The Mass Migration Continues
For months, Africans have been landing at the Italian island of Lampedusa, which was swamped with refugees earlier this year when more than 5,000 Libyans and Tunisians showed up in boats. They fled Libya after the rebellion began and Tunisia after that country’s government fell.
But more and more kept arriving. The migrants trashed the island and created such a crisis that Italian authorities began transporting them to mainland Italy. Then, because Italy issued them temporary visas, they began fanning out across Europe.
That created tensions with France, which stopped a trainload of migrants at its border.
Such is the consternation that the European Union is considering stiffening border controls to permit its members a measure of security at their frontiers.

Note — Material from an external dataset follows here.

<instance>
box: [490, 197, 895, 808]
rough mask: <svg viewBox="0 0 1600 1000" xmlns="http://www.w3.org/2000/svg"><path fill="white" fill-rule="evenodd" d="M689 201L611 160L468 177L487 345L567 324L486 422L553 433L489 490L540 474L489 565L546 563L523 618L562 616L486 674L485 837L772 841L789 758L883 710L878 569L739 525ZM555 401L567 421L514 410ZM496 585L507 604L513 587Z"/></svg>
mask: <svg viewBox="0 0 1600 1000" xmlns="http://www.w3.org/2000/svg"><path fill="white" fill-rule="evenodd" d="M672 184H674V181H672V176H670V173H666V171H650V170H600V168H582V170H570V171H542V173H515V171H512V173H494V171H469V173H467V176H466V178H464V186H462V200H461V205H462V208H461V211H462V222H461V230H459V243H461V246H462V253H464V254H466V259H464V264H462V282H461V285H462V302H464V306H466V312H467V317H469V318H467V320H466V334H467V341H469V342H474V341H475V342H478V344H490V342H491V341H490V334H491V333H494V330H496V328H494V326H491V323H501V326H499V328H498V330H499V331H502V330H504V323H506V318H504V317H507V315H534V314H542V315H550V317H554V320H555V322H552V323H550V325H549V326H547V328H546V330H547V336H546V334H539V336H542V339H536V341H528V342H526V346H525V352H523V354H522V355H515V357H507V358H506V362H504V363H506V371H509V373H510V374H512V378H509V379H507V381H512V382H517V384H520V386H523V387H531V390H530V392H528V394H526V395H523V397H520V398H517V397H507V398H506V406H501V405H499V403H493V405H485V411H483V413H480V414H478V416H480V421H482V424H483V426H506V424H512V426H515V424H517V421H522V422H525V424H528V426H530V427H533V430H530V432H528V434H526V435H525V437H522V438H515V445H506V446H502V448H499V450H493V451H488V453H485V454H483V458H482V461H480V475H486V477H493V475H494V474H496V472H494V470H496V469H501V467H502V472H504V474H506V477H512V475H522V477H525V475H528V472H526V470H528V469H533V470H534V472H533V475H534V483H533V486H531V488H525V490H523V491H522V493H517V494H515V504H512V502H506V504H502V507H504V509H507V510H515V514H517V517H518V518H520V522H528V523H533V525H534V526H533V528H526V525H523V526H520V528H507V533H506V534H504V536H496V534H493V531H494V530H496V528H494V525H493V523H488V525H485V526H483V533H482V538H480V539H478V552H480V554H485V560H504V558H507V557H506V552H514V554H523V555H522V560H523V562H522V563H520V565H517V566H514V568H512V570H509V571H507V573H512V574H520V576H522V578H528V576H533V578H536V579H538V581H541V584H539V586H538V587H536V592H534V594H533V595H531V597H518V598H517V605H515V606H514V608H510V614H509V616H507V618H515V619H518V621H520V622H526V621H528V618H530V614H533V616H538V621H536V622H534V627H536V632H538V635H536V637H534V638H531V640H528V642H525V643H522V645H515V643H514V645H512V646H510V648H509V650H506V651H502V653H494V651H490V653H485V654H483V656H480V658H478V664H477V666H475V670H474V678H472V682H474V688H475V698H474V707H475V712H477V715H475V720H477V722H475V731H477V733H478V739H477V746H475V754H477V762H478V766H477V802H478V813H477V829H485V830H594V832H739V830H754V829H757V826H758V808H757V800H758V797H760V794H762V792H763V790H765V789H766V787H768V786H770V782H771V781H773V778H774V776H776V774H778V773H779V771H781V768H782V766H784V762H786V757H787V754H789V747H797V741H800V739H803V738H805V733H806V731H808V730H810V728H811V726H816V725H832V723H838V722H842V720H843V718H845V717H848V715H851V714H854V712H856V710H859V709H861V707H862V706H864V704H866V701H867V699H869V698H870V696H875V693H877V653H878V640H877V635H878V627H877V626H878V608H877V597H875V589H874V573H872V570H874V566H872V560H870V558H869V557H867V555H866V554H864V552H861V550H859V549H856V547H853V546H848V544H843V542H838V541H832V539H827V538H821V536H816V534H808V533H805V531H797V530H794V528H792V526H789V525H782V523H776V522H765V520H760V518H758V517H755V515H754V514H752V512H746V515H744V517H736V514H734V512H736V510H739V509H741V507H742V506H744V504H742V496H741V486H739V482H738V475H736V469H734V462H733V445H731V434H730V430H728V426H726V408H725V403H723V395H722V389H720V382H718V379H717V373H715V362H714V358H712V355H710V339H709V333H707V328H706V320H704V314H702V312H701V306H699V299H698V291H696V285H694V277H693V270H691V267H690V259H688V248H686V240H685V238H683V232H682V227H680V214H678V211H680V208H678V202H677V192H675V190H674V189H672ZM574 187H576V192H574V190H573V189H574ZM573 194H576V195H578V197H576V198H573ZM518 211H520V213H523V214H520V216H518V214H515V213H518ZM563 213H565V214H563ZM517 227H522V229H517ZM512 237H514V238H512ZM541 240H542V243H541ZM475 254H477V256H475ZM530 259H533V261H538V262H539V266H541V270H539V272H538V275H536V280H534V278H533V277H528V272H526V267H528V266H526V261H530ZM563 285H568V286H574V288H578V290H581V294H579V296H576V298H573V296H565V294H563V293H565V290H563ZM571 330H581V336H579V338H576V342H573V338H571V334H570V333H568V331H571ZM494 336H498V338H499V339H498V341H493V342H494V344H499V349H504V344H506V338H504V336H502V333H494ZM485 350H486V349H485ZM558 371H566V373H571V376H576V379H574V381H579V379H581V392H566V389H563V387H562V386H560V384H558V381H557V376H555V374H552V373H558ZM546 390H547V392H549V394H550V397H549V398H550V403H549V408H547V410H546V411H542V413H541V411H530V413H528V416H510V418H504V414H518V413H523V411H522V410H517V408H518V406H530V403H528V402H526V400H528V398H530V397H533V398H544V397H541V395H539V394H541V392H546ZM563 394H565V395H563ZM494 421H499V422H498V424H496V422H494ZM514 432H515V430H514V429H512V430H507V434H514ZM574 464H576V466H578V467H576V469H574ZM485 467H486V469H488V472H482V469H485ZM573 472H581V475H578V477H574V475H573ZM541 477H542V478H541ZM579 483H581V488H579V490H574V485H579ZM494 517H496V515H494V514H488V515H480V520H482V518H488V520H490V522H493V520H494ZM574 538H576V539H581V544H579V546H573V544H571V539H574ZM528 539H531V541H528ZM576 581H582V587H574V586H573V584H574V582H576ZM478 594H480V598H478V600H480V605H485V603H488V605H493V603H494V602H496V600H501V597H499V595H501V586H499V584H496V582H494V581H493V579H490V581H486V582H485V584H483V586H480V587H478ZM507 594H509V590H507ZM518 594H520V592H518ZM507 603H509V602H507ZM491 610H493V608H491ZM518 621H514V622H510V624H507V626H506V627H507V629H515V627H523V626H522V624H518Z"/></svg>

Travel across European borders is virtually uninhibited because of the Schengen Agreement, which permits free travel between its 25 signatory nations. The EU will discuss border control at a meeting on June 24. The Schengen Agreement, as well as the EU itself, may be unraveling with the latest refugee crisis.

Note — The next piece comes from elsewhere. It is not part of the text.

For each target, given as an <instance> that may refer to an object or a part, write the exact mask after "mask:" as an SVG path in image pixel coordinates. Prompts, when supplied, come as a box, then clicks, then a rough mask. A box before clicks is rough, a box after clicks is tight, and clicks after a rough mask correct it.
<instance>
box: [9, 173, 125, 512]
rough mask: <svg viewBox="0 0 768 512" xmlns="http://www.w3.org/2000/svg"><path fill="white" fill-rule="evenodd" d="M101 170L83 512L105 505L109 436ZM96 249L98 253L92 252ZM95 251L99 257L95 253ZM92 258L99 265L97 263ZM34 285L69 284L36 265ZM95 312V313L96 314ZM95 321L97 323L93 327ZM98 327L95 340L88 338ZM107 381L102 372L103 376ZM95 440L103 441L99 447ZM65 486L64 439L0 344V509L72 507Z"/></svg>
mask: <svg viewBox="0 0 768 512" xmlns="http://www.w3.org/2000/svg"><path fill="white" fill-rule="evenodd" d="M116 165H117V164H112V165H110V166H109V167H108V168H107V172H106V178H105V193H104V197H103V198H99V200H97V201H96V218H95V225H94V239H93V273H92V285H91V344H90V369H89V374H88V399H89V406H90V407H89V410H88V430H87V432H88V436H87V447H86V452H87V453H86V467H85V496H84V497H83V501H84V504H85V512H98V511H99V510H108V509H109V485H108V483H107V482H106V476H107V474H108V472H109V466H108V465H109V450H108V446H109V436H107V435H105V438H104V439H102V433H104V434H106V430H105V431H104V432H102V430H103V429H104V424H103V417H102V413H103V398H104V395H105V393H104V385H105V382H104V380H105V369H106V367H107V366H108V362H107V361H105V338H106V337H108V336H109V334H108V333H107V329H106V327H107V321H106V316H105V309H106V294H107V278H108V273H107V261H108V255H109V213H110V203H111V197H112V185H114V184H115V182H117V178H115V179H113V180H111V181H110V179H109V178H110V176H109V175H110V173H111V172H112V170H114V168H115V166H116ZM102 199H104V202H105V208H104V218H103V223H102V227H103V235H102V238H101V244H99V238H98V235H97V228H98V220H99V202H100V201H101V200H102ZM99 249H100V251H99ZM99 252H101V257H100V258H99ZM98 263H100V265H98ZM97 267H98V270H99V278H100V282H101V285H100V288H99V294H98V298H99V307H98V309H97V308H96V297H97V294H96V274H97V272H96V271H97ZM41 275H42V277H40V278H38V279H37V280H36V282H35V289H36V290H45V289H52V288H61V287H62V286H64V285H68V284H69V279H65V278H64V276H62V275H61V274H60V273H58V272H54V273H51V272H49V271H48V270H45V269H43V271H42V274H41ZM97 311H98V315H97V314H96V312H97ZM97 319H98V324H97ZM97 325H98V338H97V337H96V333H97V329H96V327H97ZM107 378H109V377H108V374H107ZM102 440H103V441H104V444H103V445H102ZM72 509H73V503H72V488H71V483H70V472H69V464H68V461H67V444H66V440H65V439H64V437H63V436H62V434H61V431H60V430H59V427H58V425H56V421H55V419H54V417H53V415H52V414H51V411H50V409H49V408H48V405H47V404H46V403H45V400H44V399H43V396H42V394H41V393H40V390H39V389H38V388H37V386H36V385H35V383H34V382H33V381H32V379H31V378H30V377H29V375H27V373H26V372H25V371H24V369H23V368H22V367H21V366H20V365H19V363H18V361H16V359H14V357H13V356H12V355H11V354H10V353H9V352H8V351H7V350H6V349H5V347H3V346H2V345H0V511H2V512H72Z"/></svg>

Such was the deluge of Africans at Lampedusa that it wasn’t long before Africans outnumbered the native inhabitants by four to one. Officials called the migration an exodus of biblical proportions; about 25,000 Africans have landed so far at the tiny island.
When rebels in Libya began threatening the regime of strongman Moammar Gadhafi, Italy’s Foreign Minister predicted a wave of some 800,000 refugees if Ghadafi’s government fell. Gadhafi has long been a bulwark against immigration from Africa to Europe.

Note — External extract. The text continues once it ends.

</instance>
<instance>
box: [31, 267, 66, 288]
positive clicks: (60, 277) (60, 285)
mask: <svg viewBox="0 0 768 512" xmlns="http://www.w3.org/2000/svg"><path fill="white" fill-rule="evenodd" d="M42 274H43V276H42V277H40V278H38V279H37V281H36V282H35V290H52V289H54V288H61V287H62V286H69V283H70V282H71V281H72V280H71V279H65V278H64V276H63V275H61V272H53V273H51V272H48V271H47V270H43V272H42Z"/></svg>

Merkel Says No to Certain Migrants
Apropos of the seemingly unstoppable fleet of illegals swamping European shores, according to Germany's international broadcaster Deutche-Welle, German Chancellor Angela Merkel has declared that her country will continue deporting “economic migrants.” On Saturday, she “said that on humanitarian grounds Germany would accept refugees arriving from countries where there was evidence of political persecution — such as Syria, Lebanon and Yemen.”
However, the chancellor said the country had no responsibility for those arriving from countries such as Tunisia — where a ruling dictatorship had been toppled.
"That cannot be the way," she said.
Tens of thousands of migrants from North Africa have sought to enter the EU following a wave of popular uprisings in Arab countries that has already toppled two long-term leaders. Many of them are economic migrants who do not qualify to stay in the EU.
At the meeting, Merkel complained that Italy had accepted just 6,000 refugees who were seeking asylum for a legitimate reason. Presumably, the horde that swamped Lampedusa from January through March would not qualify.
Merkel, with British Prime Minister David Cameron and French President Nicolas Sarkozy, has declared multiculturalism a failure.